De modo geral, a participação da juventude no cenário musical latino-americano foi fundamental para seu desenvolvimento. Ao analisar os movimentos de contracultura e globalização González debate as relações entre sociedade e cultura de massas. Sobre a contracultura de massas, tema do capítulo X, destaca-se que as relações entre vanguarda e cultura de massas não seriam unilaterais, mas sim processos de trocas entre ambos. Situados especialmente na década de 1980, os movimentos de contracultura estariam relacionados a movimentos estudantis que se utilizariam das universidades do chilenas e brasileiras, por exemplo, como espaço de desenvolvimento do movimento de questionamento.
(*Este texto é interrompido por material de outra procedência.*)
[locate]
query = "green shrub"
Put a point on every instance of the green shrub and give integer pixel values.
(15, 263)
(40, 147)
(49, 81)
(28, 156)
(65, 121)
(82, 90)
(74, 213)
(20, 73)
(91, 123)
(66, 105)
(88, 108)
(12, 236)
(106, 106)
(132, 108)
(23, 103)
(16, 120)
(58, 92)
O ambiente universitário seria adotado enquanto espaço “seguro” para discussões e embates políticos em contextos de cercamento político ainda fruto das ditaduras, em especial no Chile. Tais espaços possibilitaram a expansão da canção política, questão também trabalhada por Alfonso Padilha (2016). Para Padilha, no caso Chileno a canção política se desenvolvia em espaços inesperados e muitas vezes sob a mira do próprio governo militar, como no caso dos campos de concentração de “criminosos” criados em estádios de futebol.

Os dois últimos capítulos da obra realizam um balanço sobre as décadas finais do século XX. Pensando especialmente a construção sonora das noções de clássico a partir da eleição de cânones, assim como os processos de globalização na música latinoamericana a partir da consolidação da indústria cultural, o autor estuda o entrecruzamento das temporalidades e os processos de significação dos gêneros musicais. Partindo novamente das propostas pós-coloniais, o autor destaca que muitos gêneros na América Latina passaram por processos de massificação, como no caso do folclore, ao mesmo tempo em que se observam a tendências desses ritmos de incorporar múltiplas referências, como o caso da presença da cultura medieval na música chilena das últimas décadas.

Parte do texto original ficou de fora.